David de Gea failed at the end of a marathon penalty shootout as Villarreal dashed Manchester United’s hopes of Europa League glory.

This was a disappointing contest lacking in quality and producing only three shots on target across 120 minutes – but drama arrived with the spot-kicks.

All 20 outfield players converted their penalties in the longest shootout in a final of any UEFA competition, and in an increasingly tense stadium Villarreal goalkeeper Geronimo Rulli blasted home his effort and then denied De Gea, who was devastated at the end.

It gave Villarreal a first major trophy in their history and saw former Arsenal boss Unai Emery lift the Europa League for an unprecedented fourth time.

However, on the anniversary of both Sir Matt Busby’s birth and the epic Champions League final in 1999 that earned Ole Gunnar Solskjaer hero status among the Old Trafford faithful, there was to be no new 26 May landmark as United complete a fourth year without silverware.

United simply did not do enough, despite the massive gulf in transfer fees and salaries between the two clubs.

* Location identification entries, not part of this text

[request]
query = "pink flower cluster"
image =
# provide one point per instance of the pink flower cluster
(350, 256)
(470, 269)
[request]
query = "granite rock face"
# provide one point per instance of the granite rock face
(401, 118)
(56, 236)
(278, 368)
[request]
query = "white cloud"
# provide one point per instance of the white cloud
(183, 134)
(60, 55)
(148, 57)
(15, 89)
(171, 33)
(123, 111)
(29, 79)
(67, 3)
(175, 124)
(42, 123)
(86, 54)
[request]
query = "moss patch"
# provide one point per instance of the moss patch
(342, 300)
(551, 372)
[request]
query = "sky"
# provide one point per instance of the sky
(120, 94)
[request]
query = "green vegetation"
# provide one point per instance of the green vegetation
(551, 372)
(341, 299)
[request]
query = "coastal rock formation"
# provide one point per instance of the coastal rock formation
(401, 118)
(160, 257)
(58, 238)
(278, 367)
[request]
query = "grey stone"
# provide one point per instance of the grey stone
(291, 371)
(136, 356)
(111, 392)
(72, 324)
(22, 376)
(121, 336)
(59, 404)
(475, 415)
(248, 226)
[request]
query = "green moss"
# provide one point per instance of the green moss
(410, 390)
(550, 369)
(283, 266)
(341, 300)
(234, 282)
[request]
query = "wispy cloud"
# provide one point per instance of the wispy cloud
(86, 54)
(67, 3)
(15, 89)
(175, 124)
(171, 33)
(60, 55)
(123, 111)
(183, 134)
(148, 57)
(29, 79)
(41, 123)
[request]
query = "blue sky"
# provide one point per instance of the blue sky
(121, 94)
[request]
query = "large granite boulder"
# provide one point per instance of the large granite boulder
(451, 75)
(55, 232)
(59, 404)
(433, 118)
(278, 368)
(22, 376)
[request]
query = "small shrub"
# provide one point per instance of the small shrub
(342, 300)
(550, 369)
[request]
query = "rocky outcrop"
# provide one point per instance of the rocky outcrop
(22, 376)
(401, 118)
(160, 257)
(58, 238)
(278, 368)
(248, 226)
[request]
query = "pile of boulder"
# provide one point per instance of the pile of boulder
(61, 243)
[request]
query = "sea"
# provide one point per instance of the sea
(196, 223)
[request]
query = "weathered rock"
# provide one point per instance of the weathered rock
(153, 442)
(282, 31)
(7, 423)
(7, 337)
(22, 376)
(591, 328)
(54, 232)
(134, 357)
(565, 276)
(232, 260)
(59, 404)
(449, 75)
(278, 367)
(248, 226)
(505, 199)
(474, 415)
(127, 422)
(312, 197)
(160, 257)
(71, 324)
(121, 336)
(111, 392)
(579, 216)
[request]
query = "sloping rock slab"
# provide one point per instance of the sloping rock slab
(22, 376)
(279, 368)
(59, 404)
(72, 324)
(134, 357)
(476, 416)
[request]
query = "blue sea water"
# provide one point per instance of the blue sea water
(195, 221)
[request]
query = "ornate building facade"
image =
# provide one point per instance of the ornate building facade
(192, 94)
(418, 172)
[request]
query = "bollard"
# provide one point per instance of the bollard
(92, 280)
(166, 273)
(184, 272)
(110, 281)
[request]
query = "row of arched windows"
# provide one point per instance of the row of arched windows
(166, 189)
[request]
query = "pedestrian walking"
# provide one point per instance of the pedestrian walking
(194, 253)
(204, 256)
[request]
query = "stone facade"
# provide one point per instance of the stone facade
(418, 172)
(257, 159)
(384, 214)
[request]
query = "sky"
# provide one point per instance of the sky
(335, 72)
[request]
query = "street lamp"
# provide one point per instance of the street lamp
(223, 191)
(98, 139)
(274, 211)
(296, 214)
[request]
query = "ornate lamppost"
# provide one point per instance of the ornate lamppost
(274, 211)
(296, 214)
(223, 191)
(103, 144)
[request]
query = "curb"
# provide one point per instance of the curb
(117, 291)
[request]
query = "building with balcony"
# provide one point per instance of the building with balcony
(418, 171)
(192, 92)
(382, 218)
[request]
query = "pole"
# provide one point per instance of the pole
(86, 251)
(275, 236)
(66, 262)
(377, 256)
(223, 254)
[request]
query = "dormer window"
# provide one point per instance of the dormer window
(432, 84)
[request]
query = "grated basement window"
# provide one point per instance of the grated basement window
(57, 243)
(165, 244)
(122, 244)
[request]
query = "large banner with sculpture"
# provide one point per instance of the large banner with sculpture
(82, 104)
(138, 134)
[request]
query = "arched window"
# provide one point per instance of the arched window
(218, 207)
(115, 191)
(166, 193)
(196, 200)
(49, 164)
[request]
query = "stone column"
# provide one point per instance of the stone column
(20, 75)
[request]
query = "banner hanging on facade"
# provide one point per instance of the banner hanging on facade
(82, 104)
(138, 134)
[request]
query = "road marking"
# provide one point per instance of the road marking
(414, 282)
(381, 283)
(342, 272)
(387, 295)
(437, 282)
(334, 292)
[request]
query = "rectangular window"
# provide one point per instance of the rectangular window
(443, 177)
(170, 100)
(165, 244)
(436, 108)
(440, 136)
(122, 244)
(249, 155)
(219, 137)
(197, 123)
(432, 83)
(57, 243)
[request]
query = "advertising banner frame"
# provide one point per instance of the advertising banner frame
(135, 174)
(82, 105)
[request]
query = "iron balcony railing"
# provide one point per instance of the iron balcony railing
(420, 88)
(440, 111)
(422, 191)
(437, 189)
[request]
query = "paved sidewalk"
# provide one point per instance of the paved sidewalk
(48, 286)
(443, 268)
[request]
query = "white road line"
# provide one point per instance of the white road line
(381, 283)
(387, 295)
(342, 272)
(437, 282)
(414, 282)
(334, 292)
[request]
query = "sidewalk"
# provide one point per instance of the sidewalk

Solskjaer’s side did not start well and fell behind to a soft goal from Gerard Moreno.

Edinson Cavani dragged United level 10 minutes into the second period after a Marcus Rashford shot had been deflected into his path, but United failed to build on that momentum and by the end Solskjaer was introducing Juan Mata and Alex Telles purely to take penalties in the shootout.

Both players scored. Although given De Gea had failed to save any of the previous 21 penalties he had faced, maybe Solskjaer should have followed the example of former United boss Louis van Gaal, who famously brought on Tim Krul purely for a shootout at the 2014 World Cup, which the Netherlands went on to win.

For most of this season, no-one has been quite sure which United were going to turn up. It felt like that across the whole game in Gdansk, as they alternated between inventive and passive almost with each passing minute.

Evidently, Solskjaer felt he had no choice other than to stick with it.

In the final game of last season, he waited until the 87th minute of the semi-final defeat by Sevilla before making a change.

By then, his side were losing, so it was not a shock the Norwegian had not used any of the six he was allowed on this occasion as extra time began.

The brutal truth is, having gone with his strongest offensive starting XI, there was no-one on the bench Solskjaer felt confident could improve the situation.

In Cavani and Mason Greenwood, two of United’s best performers were attackers. But Rashford had a poor game, which was summed up by the England man failing to convert when Greenwood had given him a clear sight at goal.

Any goal would have been ruled offside but Rashford was not to know that as his scuffed effort rolled wide.

Scott McTominay’s midfield industry outshone both Bruno Fernandes and Paul Pogba, who both flitted in and out of the game without producing anything truly remarkable.

The Defense slips-up

It would be easy to point to the absence of captain Harry Maguire as the key factor in Moreno’s opener.

But Maguire was on the pitch when United conceded a very similar kind of goal against Everton in February.

On that occasion it was Dominic Calvert-Lewin who slid the ball past De Gea as United’s defence failed to deal with a free-kick floated from a deep position into their penalty area.

This time Moreno’s run into the box went unchecked, allowing him to get in front of Victor Lindelof and turn Dani Parejo’s free-kick into De Gea’s goal.

It is the kind of routine situation Solskjaer’s team have been vulnerable to all season and seemed to be something Emery had worked out given the number of times Villarreal put themselves in situations to deliver such crosses, without quite getting their execution right.

Not that nervous United defending was limited to set-pieces. The sight of Eric Bailly attempting an overhead-kick inside his own six-yard box in the opening stages of the second period would have been only marginally less worrying had he actually connected with the ball.

It could be argued Solskjaer should have addressed the issue before now. Some may claim it was for the powers-that-be to deal with it for him.

Now, having failed to win a trophy in two and a half seasons as manager, the familiar questions about his own ability will follow the Norwegian around all summer.